Un relevo directo para la banda izquierda
El plan es claro. Tzolis será, sobre todo, extremo izquierdo, aunque su perfil le permite moverse por todo el frente de ataque. De ahí el interés de Arsenal. De ahí también la rapidez con la que el club ha cerrado la operación.
El griego viene de un curso descomunal en Bélgica: 22 goles y 29 asistencias con Brugge. Números de jugador dominante en el último tercio, de futbolista que vive cerca del área y sabe decidir partidos. Eso vio Arsenal. Eso espera trasladar ahora a la Premier.
La comparación con Trossard será inevitable. El belga ofrecía pausa, lectura y último pase. Tzolis llega con más colmillo, más desborde, más verticalidad. No es una réplica; es un cambio de matiz en la misma zona del campo.
Un verano distinto: casi sin descanso y con balón
Mientras buena parte de la plantilla de Arsenal apura aún sus vacaciones tras el Mundial, Tzolis apenas ha parado. Grecia no estuvo en la cita, y el extremo disfrutó de algo menos de cuatro semanas libres. Ni eso fueron del todo vacaciones.
En cuanto supo del interés de Arsenal, el jugador se mantuvo en marcha. Entrenamientos individuales, trabajo físico específico, sesiones para llegar fino al momento clave. No quería presentarse a medio gas cuando llegara la llamada definitiva.
Y cuando regresó a la disciplina de Brugge, el ritmo se aceleró. Dos semanas completas de pretemporada con el club belga, carga fuerte, balón y amistosos. Incluso disputó 45 minutos ante Feyenoord a principios de julio.

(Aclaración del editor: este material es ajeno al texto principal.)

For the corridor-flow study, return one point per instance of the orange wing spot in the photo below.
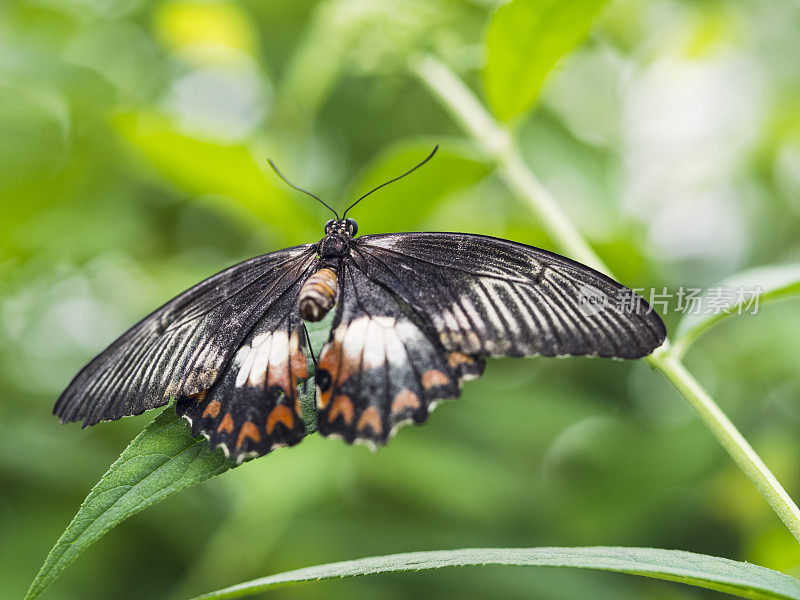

No fue un simple trámite. Tzolis se despidió de Brugge con una acción que define su perfil: arrancada desde la izquierda, recorte hacia dentro y rosca perfecta a la escuadra. Una jugada de manual para un extremo zurdo de pierna cambiada. Una postal ideal antes de hacer las maletas rumbo a Londres.
Más rodado que el resto
Ese trabajo silencioso le coloca ahora en una posición privilegiada. Arsenal ha iniciado esta semana su pretemporada oficial en el Sobha Reality Training Centre, con muchos jugadores aún adaptándose de nuevo a la carga y otros tantos reincorporándose tras el Mundial.
Hubo una pequeña concentración en Marbella la semana pasada, pero el nivel de exigencia no se acercó al que Tzolis venía asumiendo con Brugge. El griego, simplemente, llega más hecho. Más rápido. Más fino.
A estas alturas de julio, es probable que esté un peldaño por encima de varios de sus nuevos compañeros en ritmo y condición física. Un detalle nada menor cuando un entrenador empieza a dibujar sus primeras alineaciones del verano.
Ya se entrena con el grupo, ya conoce el vestuario, los automatismos básicos, las primeras indicaciones del cuerpo técnico. Mientras otros se sacuden la arena de las vacaciones, Tzolis lleva semanas apretando.
Primer examen en España
El siguiente paso ya tiene fecha y escenario. Arsenal viaja la próxima semana a España para disputar su primer amistoso de la pretemporada, ante Girona. Tzolis está en la lista para ese desplazamiento y todo apunta a que vivirá allí sus primeros minutos con la camiseta del club.
No será un partido más. Para muchos será apenas el inicio del rodaje. Para él, una oportunidad inmediata de mostrar por qué sus números en Bélgica llamaron la atención del Emirates y por qué puede ser algo más que “el sustituto de Trossard”.
Llega con ventaja física, llega con confianza y llega con un gol reciente aún en la cabeza. Ahora falta comprobar si ese impulso inicial se convierte en algo más grande: un lugar fijo en el once y una nueva referencia ofensiva en un Arsenal que no puede permitirse esperar demasiado.